A debate at this year’s European Society for Vascular Surgery (ESVS 2024) annual meeting (Sept. 24–27) in Kraków, Poland, centered on innovation in vascular surgery, with experts considering whether it will “change everything.” While Matt Thompson, MBBS, chief executive officer of Endologix, underscored the inherently innovative nature of vascular surgery and the inevitability of technological advancement—he urged specialists to “safely adopt new technologies or become irrelevant”—vascular surgeon Jon Boyle, MBChB, a consultant vascular and endovascular surgeon at Cambridge University Hospitals NHS Foundation Trust in Cambridge, England, championed a more cautious, patient safety-focused approach, highlighting past instances of innovation having caused harm.
In the ongoing endovascular era, Thompson put forward, several innovations—including bioresorbable stents and non-invasive devices—have refined, or are set to refine, longstanding techniques and technologies. Indeed, the presenter said, there is “still room” for endovascular innovation, despite the largely unchanging nature of its fundamental building blocks. However, these innovations will not “change everything” in vascular surgery. Instead, he argued that the next paradigm shift in the field will be defined by technological change that is happening in the wider world. Thompson argued that the pace of technological advancement in society has already led to “enormous” changes in how people live their lives. What do technological advancements in the wider world mean for vascular surgery?

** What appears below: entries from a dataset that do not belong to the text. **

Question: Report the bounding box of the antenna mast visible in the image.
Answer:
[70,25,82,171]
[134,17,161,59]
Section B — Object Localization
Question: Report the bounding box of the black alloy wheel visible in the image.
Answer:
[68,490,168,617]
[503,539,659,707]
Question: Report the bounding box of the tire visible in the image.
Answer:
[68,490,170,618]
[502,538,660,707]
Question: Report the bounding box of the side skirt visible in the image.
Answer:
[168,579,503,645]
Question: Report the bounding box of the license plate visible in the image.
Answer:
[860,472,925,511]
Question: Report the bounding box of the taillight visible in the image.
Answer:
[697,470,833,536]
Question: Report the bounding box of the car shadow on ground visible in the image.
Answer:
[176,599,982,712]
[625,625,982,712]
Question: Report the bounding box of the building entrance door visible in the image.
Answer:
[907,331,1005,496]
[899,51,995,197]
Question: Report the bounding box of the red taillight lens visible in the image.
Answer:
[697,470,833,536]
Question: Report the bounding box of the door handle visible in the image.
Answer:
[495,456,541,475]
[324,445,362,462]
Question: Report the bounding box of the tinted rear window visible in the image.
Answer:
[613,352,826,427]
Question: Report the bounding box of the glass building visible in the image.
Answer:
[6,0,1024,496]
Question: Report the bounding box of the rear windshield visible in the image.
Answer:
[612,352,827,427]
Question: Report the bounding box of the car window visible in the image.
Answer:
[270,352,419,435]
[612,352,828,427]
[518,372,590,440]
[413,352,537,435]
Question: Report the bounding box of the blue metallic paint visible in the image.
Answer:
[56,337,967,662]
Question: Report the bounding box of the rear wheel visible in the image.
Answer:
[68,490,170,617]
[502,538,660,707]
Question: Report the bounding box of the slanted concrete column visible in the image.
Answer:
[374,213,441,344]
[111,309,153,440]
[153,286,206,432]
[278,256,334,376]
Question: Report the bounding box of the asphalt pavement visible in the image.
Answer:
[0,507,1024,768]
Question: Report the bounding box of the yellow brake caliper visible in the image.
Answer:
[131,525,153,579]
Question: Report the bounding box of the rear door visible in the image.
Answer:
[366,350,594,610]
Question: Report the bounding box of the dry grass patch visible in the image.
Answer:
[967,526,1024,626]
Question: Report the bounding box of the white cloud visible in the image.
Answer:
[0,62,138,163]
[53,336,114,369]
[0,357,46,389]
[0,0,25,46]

“There’s going to be some technological advance that completely changes our practice,” Thompson posited, listing wearable technology, personalized and regenerative medicine, and artificial intelligence (AI) and machine learning as just three technologies that have practice-changing potential. Thompson had a clear message here: adopt—safely—or be left behind.
‘We’ve got to be careful how we innovate’
Putting forward a counter argument, Boyle stressed the importance of striking a balance between innovation and patient safety. In several instances of innovation, Boyle argued, “we’ve actually got it wrong—we’ve innovated, and patients have come to harm.”
He referenced data from the landmark EVAR-1 trial, noting that patients who were randomized to endovascular aneurysm repair (EVAR) “had far greater numbers of interventions out to 14 years” than the patients who received open repair.
Acknowledging the age of the EVAR-1 data as a weakness of his argument, Boyle moved on to newer EVAR evidence, speaking on results from the VQI VISION study regarding the AFX graft (Endologix). The 2022 data, which illuminate reintervention and rupture rates with an early iteration of the device in the U.S., were published by Goodney et al in the British Medical Journal.
“When we fix an aneurysm, we’re trying to do it to prevent rupture, but the early AFX graft had a near 40% reintervention rate at eight years and a 10% rupture rate at 10 years,” Boyle informed the ESVS audience. In light of these data, Boyle remarked: “We’re fixing aneurysms, but we’re not really fixing them.” The presenter also shared similar findings with regard to fenestrated repair. He commented bluntly that “fenestration means twice the likelihood of being dead at three years,” according to data from Vallabhaneni et al’s UK-COMPASS study, published in 2024 in the European Journal of Vascular and Endovascular Surgery (EJVES).
Boyle presented data on peripheral arterial disease (PAD), citing a growing body of evidence showing that early intervention for claudication leads to worse outcomes. Referencing an Australian study from Golledge et al, published in 2018 in the British Journal of Surgery, the presenter shared that patients with intermittent claudication who were treated early with endovascular intervention had a five-year amputation rate of 6.2% compared to 0.7% for those who received best medical therapy and exercise. “Early intervention for intermittent claudication with new devices led to a significantly higher amputation rate in this patient cohort,” he summarized.
The story is similar with carotid stenting, Boyle said. “We’ve pretty much stopped doing carotid stenting in the UK,” he said. “The reason for that,” he explained, “is that for symptomatic disease, your relative risk of stroke and death following carotid stenting is 1.7 compared to carotid endarterectomy.”
Boyle returned to Endologix, this time focusing on Nellix. “We got our fingers burnt with this device,” the presenter acknowledged. “We all felt at the start this was a device that may change practice,” Boyle remembered. In the end, however, the presenter stressed that “a lot of patients came to harm as a result of being treated with this device.” Concluding, Boyle reiterated his central argument that “we’ve got to get the balance right—we need to innovate, but we need to do it in an environment where we can ensure our patients are safe.”